- Date opened: 28 October 2025
- Location: Puthur, Thrissur, Thrissur City
- Land area: 336 acres
- Memberships: CZA
- Major exhibits: Wildlife
- Website: www.museumandzoo.kerala.gov.inwww.tzp-cds.com

= Thrissur Zoological Park Puthur =

Zoo in Thrissur, Kerala, India

Thrissur Zoological Park Wildlife Conservation & Research Centre, commonly known as Thrissur Zoological Park, is a zoological park situated at Puthur, near Ollur in the city of Thrissur of the South Indian state of Kerala. It is India's first designer zoo and is also touted as one of the largest zoos in Asia. It is the first zoo in the state which is developed and managed by the Kerala Forest and Wildlife Department. The zoological park is set up as a replacement for Thrissur Zoo at a cost of Rs 300 crore on 350 acres of land by recreating the natural habitat of animals and birds. As of September 2026, the relocation of animals and the setup of all exhibits are being completed in a phased manner.

==History==
The 13-acre Thrissur Zoo plot in the heart of the City of Thrissur where the zoo is currently located has been found unsuitable. Space constraints are affecting animals. Due to unavailability of Revenue Land, the zoo is being relocated to a 336-acre forest land in Puthur. Thereby, the management of the Zoo will be handed over to Department of Forests and Wildlife (Kerala) and it will not attract the stringent provisions of the Forest Conservation Act, 1980. The zoological park was announced for Thrissur in 2000 by the then Kerala Forest Minister K. Sudhakaran. The project is being set up in the 150 acres of forest land near Puthur. The zoological park is designed by Jon Coe, a leading international zoo designer from Australia. The zoo is being constructed up on 336 acres at Puthur at the estimated cost of Rs 130 crore.

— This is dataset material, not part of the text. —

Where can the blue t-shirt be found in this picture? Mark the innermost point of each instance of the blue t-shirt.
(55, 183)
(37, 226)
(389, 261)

The zoological park is being constructed in three phases. The Government of Kerala has released Rs 5 crore for the first phase of the zoological park in 2013 and would cost Rs 150 crores when it is completed. The funds will be also provided by the Central Government. In the first stage, ticket counter, construction of wall, sideways, canteen and enclosures to house animals were constructed. The enclosures will be in 10 acres. Shifting of animals from Thrissur Zoo was started after the enclosures were done. In the second phase, staff quarters and other facilities will be constructed. The total construction costs of the zoo may cost between Rs 300 to Rs 350 crores.

==Facilities==
The main attraction of the new zoo is the special enclosures to exhibit wildlife in their natural habitat. Around 23 such places have been set up in Thrissur Zoological Park. Three of these are vast special habitats for different species of birds. It also has a veterinary hospital complex and feeding centers for animals. As of September 2026, the relocation of animals and the setup of all exhibits are being completed in a phased manner.